- Born: 25 June 1943 Delhi
- Died: 13 May 2006 (aged 62)
- Occupations: Physician Medical academic
- Known for: Medical academics
- Awards: Padma Bhushan

= Hemlata Gupta =

Indian doctor

Hemlata Gupta (25 June 1943 – 13 May 2006) was an Indian medical doctor and the director and head of the department of medicine at Lady Hardinge Medical College. Gupta studied medicine at Lady Hardinge Medical College (Delhi University) where she later became a director.
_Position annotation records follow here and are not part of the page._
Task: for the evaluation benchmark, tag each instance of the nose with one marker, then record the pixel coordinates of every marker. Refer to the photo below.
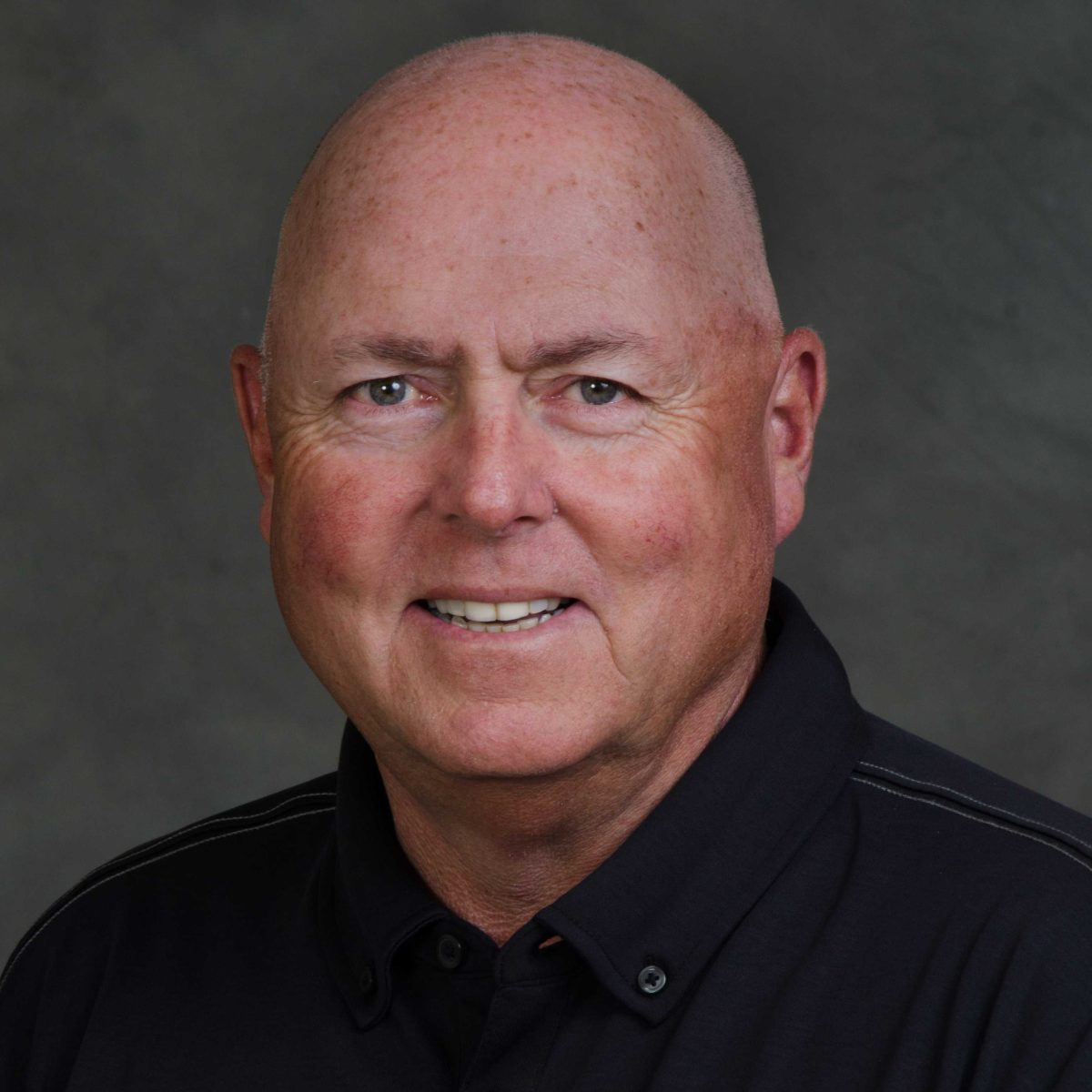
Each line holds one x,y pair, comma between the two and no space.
492,474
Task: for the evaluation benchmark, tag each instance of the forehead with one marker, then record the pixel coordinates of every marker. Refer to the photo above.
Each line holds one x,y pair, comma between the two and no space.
547,212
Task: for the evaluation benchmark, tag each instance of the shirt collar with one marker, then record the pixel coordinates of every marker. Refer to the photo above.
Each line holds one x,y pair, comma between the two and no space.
674,891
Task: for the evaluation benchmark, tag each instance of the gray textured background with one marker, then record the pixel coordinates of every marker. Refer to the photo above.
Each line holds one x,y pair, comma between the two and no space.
924,174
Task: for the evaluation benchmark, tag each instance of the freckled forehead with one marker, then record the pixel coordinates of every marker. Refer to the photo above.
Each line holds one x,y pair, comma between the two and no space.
470,172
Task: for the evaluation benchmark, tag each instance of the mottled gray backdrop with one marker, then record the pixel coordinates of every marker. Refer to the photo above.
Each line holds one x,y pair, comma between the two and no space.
924,174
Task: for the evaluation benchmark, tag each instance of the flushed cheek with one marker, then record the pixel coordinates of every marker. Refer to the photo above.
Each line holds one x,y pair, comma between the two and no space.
336,525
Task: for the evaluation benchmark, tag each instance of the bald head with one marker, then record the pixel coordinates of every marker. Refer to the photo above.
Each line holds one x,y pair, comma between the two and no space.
524,347
490,135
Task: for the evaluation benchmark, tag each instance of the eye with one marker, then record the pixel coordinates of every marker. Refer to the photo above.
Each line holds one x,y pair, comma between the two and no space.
388,391
596,392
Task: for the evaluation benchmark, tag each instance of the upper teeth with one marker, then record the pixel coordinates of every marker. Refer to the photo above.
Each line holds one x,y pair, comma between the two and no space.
473,611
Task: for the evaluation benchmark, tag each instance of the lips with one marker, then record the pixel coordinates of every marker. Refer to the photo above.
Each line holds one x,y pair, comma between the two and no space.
497,617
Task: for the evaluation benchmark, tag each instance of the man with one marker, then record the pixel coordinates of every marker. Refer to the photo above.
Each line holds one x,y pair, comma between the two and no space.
528,431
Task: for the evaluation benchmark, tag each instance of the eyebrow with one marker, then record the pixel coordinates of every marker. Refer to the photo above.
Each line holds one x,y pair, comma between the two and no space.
416,350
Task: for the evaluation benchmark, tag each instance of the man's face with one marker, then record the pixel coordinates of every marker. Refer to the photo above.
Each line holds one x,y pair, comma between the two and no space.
507,391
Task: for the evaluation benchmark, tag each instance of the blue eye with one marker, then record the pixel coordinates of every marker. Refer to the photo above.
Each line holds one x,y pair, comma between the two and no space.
389,391
599,392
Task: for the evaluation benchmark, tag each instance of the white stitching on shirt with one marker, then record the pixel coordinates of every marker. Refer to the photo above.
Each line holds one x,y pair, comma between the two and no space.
203,823
1000,825
991,807
214,838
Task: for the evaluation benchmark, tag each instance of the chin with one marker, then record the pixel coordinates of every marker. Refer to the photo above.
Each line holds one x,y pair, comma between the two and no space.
494,743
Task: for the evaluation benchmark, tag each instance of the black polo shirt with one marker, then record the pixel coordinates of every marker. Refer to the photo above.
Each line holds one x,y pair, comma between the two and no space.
823,902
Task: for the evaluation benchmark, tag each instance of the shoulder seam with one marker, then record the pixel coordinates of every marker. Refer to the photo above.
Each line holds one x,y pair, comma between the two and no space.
214,820
1002,824
992,808
80,890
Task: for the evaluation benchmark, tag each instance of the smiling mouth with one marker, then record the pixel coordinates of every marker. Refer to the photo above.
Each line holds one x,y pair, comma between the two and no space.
496,617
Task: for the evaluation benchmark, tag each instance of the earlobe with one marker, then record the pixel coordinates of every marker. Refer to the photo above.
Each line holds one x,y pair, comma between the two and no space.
796,403
250,402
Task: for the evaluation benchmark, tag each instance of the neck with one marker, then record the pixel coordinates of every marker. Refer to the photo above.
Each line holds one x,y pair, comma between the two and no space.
496,851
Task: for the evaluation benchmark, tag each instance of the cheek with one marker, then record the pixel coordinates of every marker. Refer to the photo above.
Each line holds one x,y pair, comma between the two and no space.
332,520
694,511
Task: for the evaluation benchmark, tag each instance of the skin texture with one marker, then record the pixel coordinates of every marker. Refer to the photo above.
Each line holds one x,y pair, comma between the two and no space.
494,223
In 1998 the Government of India awarded Gupta the third highest civilian honour, the Padma Bhushan, for her contributions to medical science. She was unmarried and lived in New Delhi when she was found murdered on 13 May 2006 at her residence in Karol Bagh. After years of investigation, the case, which attracted media attention, remains unsolved.

== Medical contributions ==
Gupta and colleagues published a study in an Indian medical journal about a rare case tuberculosis in the thyroid. The article discusses the presentation of the patient, various tests used in diagnosis, a historical discussion of the case, and treatment methods.

== Padma Bhushan ==
The Padma awards are given out in India every year on Republic Day, usually in quantities less than 120. There are 3 classes of Padma awards, distinguishing the quality of service from distinguished to high order to exceptional. The Padma Bhushan is in the second category, recognizing public achievements of a high order in one's specified field. Awards are given in a variety of disciplines including art, civil service, sports, and literature. The public is able to make nominations and the Padma Awards Committee, Prime Minister, and President collaborate to make the final decision. The Awards Committee looks for life long achievement, public service, and excellence in their nominees. Hem Lata Gupta earned this prestigious award in 1998 in the medical category, receiving a certificate with the President's signature and a medallion.

== Murder ==
Police found Gupta dead in her Prasad Nagar apartment with her hands tied by rope, her mouth, nose, and eyes covered with surgical tape, and her throat cut. Neighbors reported seeing Gupta enter her apartment around 10:30 on the morning of her murder and seeing 2 male visitors present around the same time. Police arrived on the scene about an hour later, when neighbors seeking medical advice found her room unresponsive after extensive waiting. Possible links to her murder revolve around her name oddly appearing in a newspaper marriage advertisement and her apartment in Vasant Kunj. Police found Gupta's apartment to be under ownership of individuals with forged documentation. This case doesn't appear to be associated with robbery, as her jewelry collection and most of her possessions remained untouched, and remains unsolved by police.

== Investigation ==
Gupta was unmarried and lived alone in the flat following the death of her sister and father. Jewellery and cash worth Rs. 60,000 was found intact in her room which suggests that it was not a regular case of robbery. A cupboard and a few boxes were open but there was no ransacking and it seemed that the assailant was known to her said deputy commissioner of police (central) Neeraj Thakur. Police are also trying to figure out whether she was tricked by a relative after the death of her father and sister. Gupta did not make any will.

Police now say the narco test and questioning of a TV mechanic, a servant of another doctor and a marriage bureau executive to determine her killer were “highly misleading” . “The narco test indicated towards the role of the TV mechanic. Yet, independent witnesses said he had visited their houses in the trans-Yamuna region to repair TV sets during the time of the murder,” the source added. Investigators are having a relook into this unsolved case after some people entered Gupta’s Vasant Kunj flat on August 14 and claimed that Gupta had sold it to them. The flat had been locked since it was bought on January 28, 1991.
After the RWA informed police, they came across two people both of whom claim to own the flat. One of them, Kaushalya Rani of Moti Nagar, said she had bought the property from Gupta and showed the power of attorney and a cash receipt. Another person, Ramnik Agarwal of Jalandhar, also claimed the same and said he had come with five others to get the flat cleaned and found Kaushalya. All documents were forged, police said, “We are yet to arrest anyone. But we are questioning all of them as it seems they are planted by others. We are grateful to the local RWA for informing us,” said an officer.